Convert multiple date column of a data.table

0
votes

I am trying to convert multiple date columns (with different format) in data.table. There are few method already available. One of the link Efficiently convert a date column in data.table. I was trying using mapply.

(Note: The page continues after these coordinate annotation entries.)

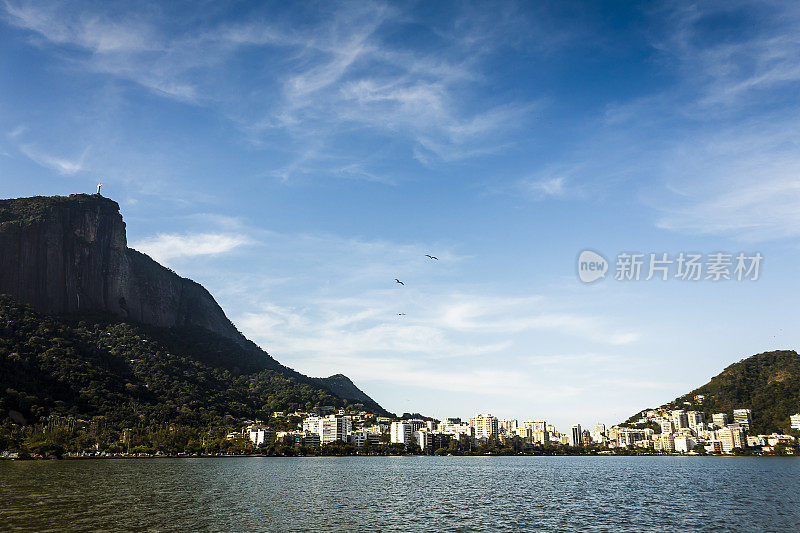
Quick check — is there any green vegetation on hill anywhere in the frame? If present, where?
[0,296,384,429]
[629,350,800,434]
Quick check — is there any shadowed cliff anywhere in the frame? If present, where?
[0,194,388,423]
[0,194,244,342]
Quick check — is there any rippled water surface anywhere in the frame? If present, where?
[0,457,800,532]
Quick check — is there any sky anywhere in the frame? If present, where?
[0,0,800,430]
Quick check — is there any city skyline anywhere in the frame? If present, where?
[0,1,800,428]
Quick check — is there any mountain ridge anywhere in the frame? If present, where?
[0,194,389,422]
[626,350,800,433]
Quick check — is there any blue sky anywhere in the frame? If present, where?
[0,1,800,428]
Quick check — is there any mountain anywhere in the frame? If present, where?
[0,194,245,342]
[628,350,800,434]
[314,374,373,405]
[0,195,390,427]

But got the following error:

Error in [.data.table(df, , :=((paste0(dtVar, "")), mapply(function(x, : Supplied 12 items to be assigned to 6 items of column 'X1'. If you wish to 'recycle' the RHS please use rep() to make this intent clear to readers of your code.

library(data.table)

# sample data
df <- data.table(
  X1 = c("1996-01-04", "1996-01-05", "1996-01-08", "1996-01-09", "1996-01-10", "1996-01-11"), 
  X2 = c("02/01/1996", "03/01/1996", "04/01/1996", "05/01/1996", "08/01/1996", "09/01/1996"), 
  stringsAsFactors = FALSE)


# convert date columns
dtVar <- c("X1", "X2")
inDtFmt <- c("%Y-%m-%d","%d/%m/%Y")

df[,(dtVar) := mapply(function(x,y){strptime(df[[x]], format = y)}, dtVar, inDtFmt)]

## Further investigation
mm <- mapply(function(x,y){strptime(df[[x]], format = y)}, dtVar, inDtFmt)

str(mm)
List of 2
# $ X1: POSIXlt[1:6], format: "1996-01-04" "1996-01-05" "1996-01-08" "1996-01-09" ...
# $ X2: POSIXlt[1:6], format: "1996-01-02" "1996-01-03" "1996-01-04" "1996-01-05" ...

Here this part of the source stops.